Olieslagers seems to have begun 1917 with a newer Nieuport, but with two more unconfirmed victories in his newly acquired Hanriot HD.1. Then, on 14 June, he destroyed a German reconnaissance plane over Schore. The following day, he scored for the fourth time, setting a Fokker D. II afire over Keiem. Two more unconfirmed wins followed. Then, on 4 November 1917, he fainted while flying and crashed onto Les Moeres aerodrome. He was taken to hospital in a coma, but aroused a few days later.

He returned to flight duty in January 1918, but would not score again until 3 May. On that day, he had one of two claims confirmed. On the 19th, he would set an Albatros D.V aflame over Woumen for his last official victory, although he would have one more unverified win.

===Professional conduct===
As if Olieslagers' poor record of approvals was not sufficient to keep his score low, he also habitually took the fight to the Germans and was indifferent to the paperwork to staking claims. Although he submitted one combat report on 30 March 1916 for a witnessed triumph behind enemy lines, which went unverified for lack of an officer's confirmation, he usually did not bother with claims for wins behind the German lines.

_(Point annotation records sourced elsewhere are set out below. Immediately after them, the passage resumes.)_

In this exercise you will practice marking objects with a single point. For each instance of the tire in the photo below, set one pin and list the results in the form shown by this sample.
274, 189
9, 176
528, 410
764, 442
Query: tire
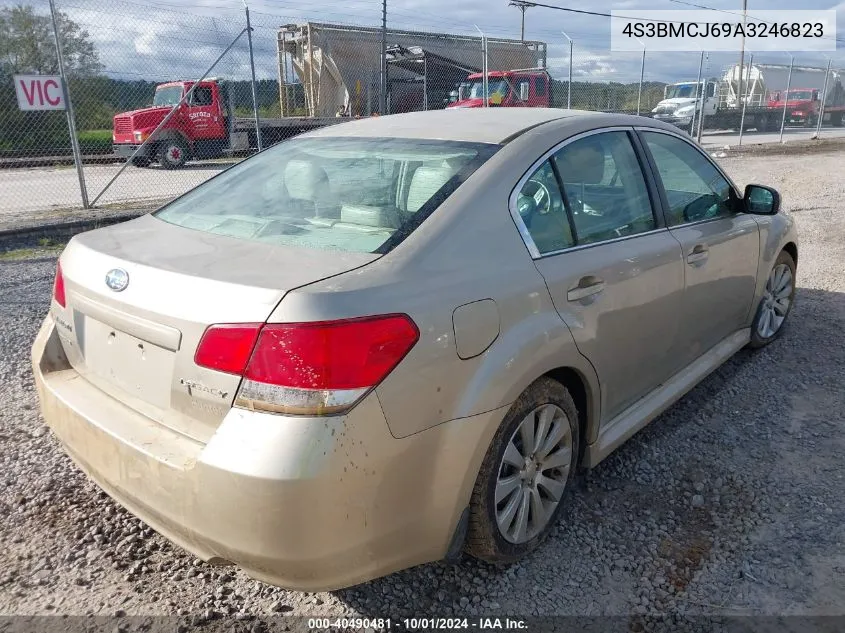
764, 332
485, 538
173, 153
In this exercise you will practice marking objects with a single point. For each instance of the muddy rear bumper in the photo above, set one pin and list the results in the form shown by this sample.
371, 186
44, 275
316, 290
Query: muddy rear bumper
304, 503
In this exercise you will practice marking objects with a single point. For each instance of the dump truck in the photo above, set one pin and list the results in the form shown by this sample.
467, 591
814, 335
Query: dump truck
757, 90
338, 71
203, 126
528, 88
340, 66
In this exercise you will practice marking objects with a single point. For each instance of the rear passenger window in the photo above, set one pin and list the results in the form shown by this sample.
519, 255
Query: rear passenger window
604, 188
543, 212
695, 189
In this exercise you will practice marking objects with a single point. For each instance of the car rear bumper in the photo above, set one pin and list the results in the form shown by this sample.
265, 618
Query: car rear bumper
304, 503
673, 120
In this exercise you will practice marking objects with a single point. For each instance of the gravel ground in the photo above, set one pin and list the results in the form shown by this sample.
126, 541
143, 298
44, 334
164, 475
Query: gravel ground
731, 503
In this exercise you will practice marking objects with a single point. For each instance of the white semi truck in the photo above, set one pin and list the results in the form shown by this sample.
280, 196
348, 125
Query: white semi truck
762, 91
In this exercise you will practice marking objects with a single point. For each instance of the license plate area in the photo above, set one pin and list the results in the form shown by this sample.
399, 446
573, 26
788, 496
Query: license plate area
141, 369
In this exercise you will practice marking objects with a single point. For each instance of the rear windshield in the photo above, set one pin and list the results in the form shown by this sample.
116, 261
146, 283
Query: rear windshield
346, 194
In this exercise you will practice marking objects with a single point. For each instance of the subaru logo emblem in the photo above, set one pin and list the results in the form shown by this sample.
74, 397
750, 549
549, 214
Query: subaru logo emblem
117, 279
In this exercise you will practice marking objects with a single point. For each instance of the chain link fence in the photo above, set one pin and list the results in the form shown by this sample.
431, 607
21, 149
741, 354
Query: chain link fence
147, 132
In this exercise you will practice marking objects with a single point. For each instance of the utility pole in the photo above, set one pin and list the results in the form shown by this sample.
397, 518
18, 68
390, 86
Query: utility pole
252, 69
382, 98
522, 5
742, 50
71, 119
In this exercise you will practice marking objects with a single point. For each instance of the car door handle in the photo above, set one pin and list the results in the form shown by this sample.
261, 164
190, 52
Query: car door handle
587, 287
698, 255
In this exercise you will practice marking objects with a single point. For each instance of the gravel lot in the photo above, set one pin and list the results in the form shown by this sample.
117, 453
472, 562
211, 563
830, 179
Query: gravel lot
731, 503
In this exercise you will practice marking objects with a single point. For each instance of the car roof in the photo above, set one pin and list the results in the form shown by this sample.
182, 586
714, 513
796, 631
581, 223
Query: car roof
478, 125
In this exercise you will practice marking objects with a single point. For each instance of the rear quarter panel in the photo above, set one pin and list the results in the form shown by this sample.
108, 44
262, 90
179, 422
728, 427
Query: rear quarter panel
468, 250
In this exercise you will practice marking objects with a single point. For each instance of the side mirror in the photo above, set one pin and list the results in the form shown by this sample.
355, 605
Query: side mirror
761, 200
527, 207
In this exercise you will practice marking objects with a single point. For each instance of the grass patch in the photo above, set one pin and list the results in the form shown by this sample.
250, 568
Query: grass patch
46, 248
95, 141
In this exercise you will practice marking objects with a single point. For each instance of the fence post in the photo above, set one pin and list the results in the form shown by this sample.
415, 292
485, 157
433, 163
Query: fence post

Jan Olieslagers seldom took leave, although he did visit Colonel Isaac Newton Lewis, the machine gun inventor, in London on many occasions. He tended to busy himself around his home aerodrome and the airplanes assigned to him. He habitually broke in rookie pilots, cushioning their entry into the deadly art of aerial warfare.

===Aerial career summary===
Olieslagers was an excellent pilot; he had his brother Jules for a talented mechanic. The combination usually meant a reliable airplane under the ace, but on 9 November 1918, engine problems brought Jan Olieslagers down in a field near Eeklo. It was his 518th and final combat sortie; he had fought in 97 dogfights over a four-year stretch.

==Post World War I==
Olieslagers was not demobilized until 23 September 1919. He returned home, and opened a garage. On 1 April 1921, he was pensioned off as a reserve Lieutenant. He had not ceased working for his nation; in 1923, he was largely responsible for the opening of the new Antwerp airport. Even today, his statue stands by the entrance.

When Jan Olieslagers died of cancer on 23 March 1942, Belgium was once again occupied by the Germans. Although the Nazis had banned both the playing of the Belgian national anthem and the display of the Belgian flag, as a mark of his nation's regard, Olieslagers' casket was defiantly draped with the flag he had served so well, while the Belgian National Hymn was played in his honor.